¿Qué sentido tiene perseverar en el camino
cuando alrededor es contundente la sentencia de que no importa lo que hagas
nunca van a permitirte avanzar? Claro,
tiene lógica. El sistema del arte
institucionalizado -o sea, retribuido mensualmente con fondos públicos o
privados- es muy celoso de su status quo, de los beneficios que obtiene
manteniendo el juego restringido a sus reglas y a sus escogidos. Permitir el acceso de cualquier outsider,
cualquiera ajeno a su selecto gueto de pertenencia, implicaría correr el riesgo
de que se marquen diferencias y tal vez se cuestione ese oscuro y dogmático
andamiaje que los sostiene y apuntala su poder.
“La mafia del amor” la llama Rodrigo Cañete, crítico que ha tenido que sufrir múltiples intentos de cancelación por cuestionarlos públicamente. En la Argentina todo es tan chiquito -y cada vez más reducido- que literalmente el mercado del arte local es un grupo de conocidos que se cierran endogámicamente ante cualquier intromisión externa. Entre ellos se reparten el poco espacio y la escasa rentabilidad. La vaca atada en un corral blindado con criterios de accesibilidad de secta estricta que bien podría enseñar a los masones códigos de exclusividad.
Pero, de nuevo, es entendible que actúen así. En un mercado reducido tienen que asegurarse
que lo que reparte el erario público (becas, subvenciones, premios
nacionales, apoyos a la creación y etcéteras con denominaciones acordes a los
nuevos tiempos) y lo poco que viene del sector privado (auspicios y espónsores
publicitarios) no sea captado por nadie más que ellos. Las pocas ventas de obras deben ser de
artistas pertenecientes al grupo para asegurar el debido retorno. Todo dentro de la secta.

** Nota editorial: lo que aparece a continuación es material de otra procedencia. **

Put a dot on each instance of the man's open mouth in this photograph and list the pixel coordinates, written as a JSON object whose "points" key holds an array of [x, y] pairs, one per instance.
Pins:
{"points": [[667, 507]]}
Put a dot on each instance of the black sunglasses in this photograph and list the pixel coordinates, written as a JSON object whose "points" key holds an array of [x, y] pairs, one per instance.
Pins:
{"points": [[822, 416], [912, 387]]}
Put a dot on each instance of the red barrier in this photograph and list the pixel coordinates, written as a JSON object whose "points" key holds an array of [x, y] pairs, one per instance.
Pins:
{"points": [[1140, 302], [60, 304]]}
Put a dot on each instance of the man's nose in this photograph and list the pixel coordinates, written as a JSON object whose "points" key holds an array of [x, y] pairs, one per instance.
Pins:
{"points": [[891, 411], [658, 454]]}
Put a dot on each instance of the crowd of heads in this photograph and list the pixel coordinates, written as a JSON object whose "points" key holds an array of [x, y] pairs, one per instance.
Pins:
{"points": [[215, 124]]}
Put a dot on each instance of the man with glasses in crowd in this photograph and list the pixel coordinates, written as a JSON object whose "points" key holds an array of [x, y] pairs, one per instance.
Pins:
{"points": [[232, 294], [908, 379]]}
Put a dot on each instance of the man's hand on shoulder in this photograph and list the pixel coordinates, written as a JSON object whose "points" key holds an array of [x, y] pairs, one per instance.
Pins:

Tras tantos años de deambular en la periferia,
uno llega a conocerlos con nombre, apellido y prontuario, a descubrir sus
mecanismos de selección y los costos para postular como candidatos propicios al
proceso de iniciación. O sea, sumisión y pleitesía ciega, rendición incondicional
a su voluntad y renuncia absoluta al pensamiento propio. Pertenecer tiene sus privilegios, pero
condiciona la libertad.
Hace tiempo me aconsejaron -dada mi nefasta
doble condición de autodidacta y arisca-
ingresar al taller de algún maestro reconocido, de esos que “son jurados fijos
de los salones nacionales”. También frecuentar
asiduamente los vernisagge y trabar
“amistad” con los que manejan las cosas, o por los menos, "hacer lo
necesario" para caerles en gracia.
Trabajar en las “conexiones”, en acceder al séquito de los que
importan. Luchar por un lugar en la
corte, en el coro, en la claque. La
mafia del amor, claro. Ya sabemos que no
acaté el consejo por exceso de respeto a mi obra y ese vicio inconfesable por
la honestidad intelectual. Mala mía.
“Así no vamos a llegar a ningún lado”,
me decía ayer cuando, solo por costumbre, remitía un formulario digital para un
Salón Nacional. No lo hago por fe sino
por costumbre al rechazo. Necesito que
sigan diciéndome que el arte no es lo mío.
Se me ríe en la cara, deja en claro que considera infantil mi
persistencia en nadar contra corriente. “Se
vence al enemigo infiltrándose entre sus filas y atacando desde dentro” es
la estrategia que constantemente me sugiere.
Yo estoy condenada a ser una letra de tango, a ser más blanda que
el agua, que el agua blanda, ese agua que horada la piedra.